3. The optimal condition derivation module is, [Number 35] As shown, Here, x LB represents the lower limit value of the process parameter, and x UB represents the upper limit value of the process parameter, y LB represents the lower limit value of the smelting target, and y UB represents the upper limit value of the smelting target, and is characterized by the intelligent online optimization method for the converter steelmaking process for low-carbon and low-cost smelting according to claim 1.

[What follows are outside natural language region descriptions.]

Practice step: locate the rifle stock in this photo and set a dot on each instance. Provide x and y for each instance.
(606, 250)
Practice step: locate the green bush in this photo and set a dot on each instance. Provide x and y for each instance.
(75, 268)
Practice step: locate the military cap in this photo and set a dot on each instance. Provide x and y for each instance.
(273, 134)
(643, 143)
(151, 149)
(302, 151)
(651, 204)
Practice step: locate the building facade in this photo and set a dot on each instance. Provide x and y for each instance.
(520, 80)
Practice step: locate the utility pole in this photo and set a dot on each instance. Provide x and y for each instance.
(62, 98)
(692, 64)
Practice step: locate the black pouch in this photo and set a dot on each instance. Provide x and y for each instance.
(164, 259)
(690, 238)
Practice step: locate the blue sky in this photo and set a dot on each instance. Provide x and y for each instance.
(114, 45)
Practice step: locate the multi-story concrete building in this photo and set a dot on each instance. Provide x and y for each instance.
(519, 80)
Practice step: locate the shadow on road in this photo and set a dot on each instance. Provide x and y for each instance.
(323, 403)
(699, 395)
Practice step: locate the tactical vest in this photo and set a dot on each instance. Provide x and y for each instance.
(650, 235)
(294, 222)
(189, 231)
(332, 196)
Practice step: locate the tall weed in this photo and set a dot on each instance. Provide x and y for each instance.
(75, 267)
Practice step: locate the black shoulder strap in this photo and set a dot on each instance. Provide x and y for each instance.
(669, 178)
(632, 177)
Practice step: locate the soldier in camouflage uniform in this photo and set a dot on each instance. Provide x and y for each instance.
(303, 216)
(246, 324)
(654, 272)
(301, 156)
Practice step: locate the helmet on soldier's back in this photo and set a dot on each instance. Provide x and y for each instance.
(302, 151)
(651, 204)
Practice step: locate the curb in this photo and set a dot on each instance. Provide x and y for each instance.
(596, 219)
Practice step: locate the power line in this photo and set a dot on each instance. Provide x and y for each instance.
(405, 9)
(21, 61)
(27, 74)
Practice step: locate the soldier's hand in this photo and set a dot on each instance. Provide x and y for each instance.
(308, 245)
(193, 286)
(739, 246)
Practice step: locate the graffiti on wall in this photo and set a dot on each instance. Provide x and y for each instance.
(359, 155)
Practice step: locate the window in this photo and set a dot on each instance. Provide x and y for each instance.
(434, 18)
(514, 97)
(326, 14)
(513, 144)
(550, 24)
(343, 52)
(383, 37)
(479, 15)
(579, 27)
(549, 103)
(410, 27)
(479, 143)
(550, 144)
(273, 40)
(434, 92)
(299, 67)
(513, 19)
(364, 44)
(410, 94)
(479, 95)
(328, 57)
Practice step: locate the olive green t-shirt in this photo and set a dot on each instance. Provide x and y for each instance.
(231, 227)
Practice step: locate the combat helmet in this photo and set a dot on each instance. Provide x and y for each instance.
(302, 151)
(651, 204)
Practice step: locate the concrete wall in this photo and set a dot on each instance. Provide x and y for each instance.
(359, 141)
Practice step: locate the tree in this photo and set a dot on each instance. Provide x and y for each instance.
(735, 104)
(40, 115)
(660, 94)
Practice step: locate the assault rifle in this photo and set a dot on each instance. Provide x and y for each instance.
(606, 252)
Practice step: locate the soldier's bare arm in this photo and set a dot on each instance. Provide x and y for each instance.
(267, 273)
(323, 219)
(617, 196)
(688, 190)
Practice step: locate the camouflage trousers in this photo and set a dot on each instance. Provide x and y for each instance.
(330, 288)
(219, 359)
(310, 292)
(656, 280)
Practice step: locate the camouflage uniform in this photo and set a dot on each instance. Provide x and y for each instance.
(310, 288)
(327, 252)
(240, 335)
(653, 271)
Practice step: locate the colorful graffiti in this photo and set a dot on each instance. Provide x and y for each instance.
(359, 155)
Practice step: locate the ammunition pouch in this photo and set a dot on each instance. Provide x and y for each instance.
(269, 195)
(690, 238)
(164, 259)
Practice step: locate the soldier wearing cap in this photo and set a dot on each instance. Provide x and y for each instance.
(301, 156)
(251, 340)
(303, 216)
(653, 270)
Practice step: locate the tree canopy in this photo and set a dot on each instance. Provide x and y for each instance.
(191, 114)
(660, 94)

4. An intelligent online optimization method for a converter steelmaking process for low-carbon, low-cost smelting, as described in claim 3, characterized in that cost values ​​corresponding to each process parameter are provided by the steel company's ERP management system, upper and lower limits for process parameters and smelting targets are defined by on-site manufacturing standards, and carbon emission intensity values ​​are calculated based on energy consumption and material consumption corresponding to each process parameter.

5. An intelligent online optimization method for a converter steelmaking process for low-carbon, low-cost smelting according to any one of claims 1 to 3, characterized in that the smelting and operating process parameters include scrap ratio, lime addition amount, dolomite addition amount, oxygen injection amount, smelting time, and deoxidizing alloy addition amount.